The conventional wisdom on Freedom is that it represented a return to form for Neil Young, after nearly a decade of bizarre, alienating experimental albums. The album's sound was something closer to his folk and hard-rock style of yore, with a bit of variety in the songwriting, as opposed to the monolithically-focused-on-one-specific-genre style several of his 80's albums had pursued. By beginning and ending with an acoustic and an electric version of the same song (in this case "Keep On Rockin' in the Free World," Neil's classic anti-Bush Sr. anthem), Freedom seemed to deliberately recall Rust Never Sleeps, an album he similarly released near the end of a decade that signaled a creative rebirth and rejuvenation.

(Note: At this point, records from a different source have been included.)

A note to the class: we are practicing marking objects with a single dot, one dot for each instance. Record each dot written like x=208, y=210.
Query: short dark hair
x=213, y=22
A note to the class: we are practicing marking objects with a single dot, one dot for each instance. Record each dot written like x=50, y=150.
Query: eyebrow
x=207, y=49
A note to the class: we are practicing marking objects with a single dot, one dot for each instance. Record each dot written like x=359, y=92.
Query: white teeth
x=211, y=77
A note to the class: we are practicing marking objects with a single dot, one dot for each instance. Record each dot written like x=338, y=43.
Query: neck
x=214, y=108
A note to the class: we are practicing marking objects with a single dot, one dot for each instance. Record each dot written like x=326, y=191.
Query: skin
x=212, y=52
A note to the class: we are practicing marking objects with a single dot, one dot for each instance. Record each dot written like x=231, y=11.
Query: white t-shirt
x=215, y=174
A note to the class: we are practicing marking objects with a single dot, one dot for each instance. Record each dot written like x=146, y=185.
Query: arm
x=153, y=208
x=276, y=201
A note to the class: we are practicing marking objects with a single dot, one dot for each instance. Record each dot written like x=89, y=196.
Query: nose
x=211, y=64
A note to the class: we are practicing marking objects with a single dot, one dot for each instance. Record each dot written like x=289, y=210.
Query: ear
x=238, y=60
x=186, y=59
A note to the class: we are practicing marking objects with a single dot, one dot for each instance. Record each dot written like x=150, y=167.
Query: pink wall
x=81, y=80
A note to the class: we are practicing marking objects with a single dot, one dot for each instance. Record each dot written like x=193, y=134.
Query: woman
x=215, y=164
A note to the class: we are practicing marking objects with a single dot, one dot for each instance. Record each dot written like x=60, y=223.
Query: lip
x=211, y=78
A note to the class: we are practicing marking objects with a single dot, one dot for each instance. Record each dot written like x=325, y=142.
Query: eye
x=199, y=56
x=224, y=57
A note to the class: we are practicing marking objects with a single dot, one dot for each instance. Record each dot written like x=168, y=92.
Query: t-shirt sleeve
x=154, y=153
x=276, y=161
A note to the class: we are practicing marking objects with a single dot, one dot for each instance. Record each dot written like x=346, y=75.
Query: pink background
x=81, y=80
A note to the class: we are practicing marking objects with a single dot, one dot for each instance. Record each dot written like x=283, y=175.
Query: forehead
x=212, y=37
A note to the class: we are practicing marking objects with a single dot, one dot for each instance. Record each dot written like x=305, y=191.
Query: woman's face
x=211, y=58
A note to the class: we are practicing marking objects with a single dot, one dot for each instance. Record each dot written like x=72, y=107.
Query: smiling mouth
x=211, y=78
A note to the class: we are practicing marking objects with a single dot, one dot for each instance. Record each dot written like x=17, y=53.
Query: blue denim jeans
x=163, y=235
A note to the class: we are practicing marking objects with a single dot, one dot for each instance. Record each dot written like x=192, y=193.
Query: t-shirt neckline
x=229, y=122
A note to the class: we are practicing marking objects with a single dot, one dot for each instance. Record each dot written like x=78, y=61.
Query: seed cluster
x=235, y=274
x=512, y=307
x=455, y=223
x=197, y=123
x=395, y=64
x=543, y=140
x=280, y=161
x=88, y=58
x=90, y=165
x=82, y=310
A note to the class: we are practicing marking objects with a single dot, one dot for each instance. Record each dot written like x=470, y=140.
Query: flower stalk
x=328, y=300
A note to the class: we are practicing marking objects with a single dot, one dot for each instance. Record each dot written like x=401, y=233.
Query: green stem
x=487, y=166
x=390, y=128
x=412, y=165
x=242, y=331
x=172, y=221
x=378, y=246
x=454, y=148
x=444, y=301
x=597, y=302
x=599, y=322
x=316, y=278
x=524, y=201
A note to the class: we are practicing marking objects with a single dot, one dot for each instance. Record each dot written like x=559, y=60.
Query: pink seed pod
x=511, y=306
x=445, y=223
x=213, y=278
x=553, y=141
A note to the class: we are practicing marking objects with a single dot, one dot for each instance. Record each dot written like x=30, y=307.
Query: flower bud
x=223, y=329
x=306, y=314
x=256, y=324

So that's the official story, and I think there's a lot of truth to it. But perhaps overlooked is the fact that Freedom doesn't exactly entirely turn its back on he preceding decade, instead incorporating some of the lessons learned from his experiments. Listeners don't always notice it, because the songs are built on solid, catchy, accessible folk rock foundations. You don't necessarily hear it upon first listen, but it features a dense, if subtle, layering of keyboards and sound effects on songs like "Don't Cry" that's not miles away from Life or Trans. The difference here is that they aren't foregrounded. That's not to mention the somewhat This Note's For You-esque brass section on "Someday," or an oddball cover of the 60's hit "On Broadway" that might have felt at home on Everybody's Rockin' if it wasn't quirkier and better than anything on that album.

Of course, what most folks will agree on is that Freedom features songwriting that is stronger and more consistent than any of his other 80's releases (except, arguably, Trans... although I know I'd be in the minority making that case). The best is probably "Crime in the City (Sixty to Zero, Part I)," a sprawling, 9-minute, lyric-driven jam that takes a serio-comic look at America, each verse essentially a different short story. My favorite verse follows a cop who gets fed up with all the indignities he suffers, and quits to become a drug dealer, ending with "I get paid by a ten-year-old/He says he looks up to me/There's still crime in the city/But it's good to be free."

So, yes, Freedom is, in my esteem, one of Neil's must-own classics; multiformed and adventurous yet accessible and, perhaps contradictorily, something of a throwback. From the Harvest-esque folk of "Hangin' on a Limb" and "The Ways of Love," to the Latin-flavored "Eldorado," to the off-beat hard rock of "No More," this is a diversified collection of excellent songs that rarely flags and, uh, you know... keeps on rockin'. In the free world.

Rating: A -. Sorry about that last part. I had to.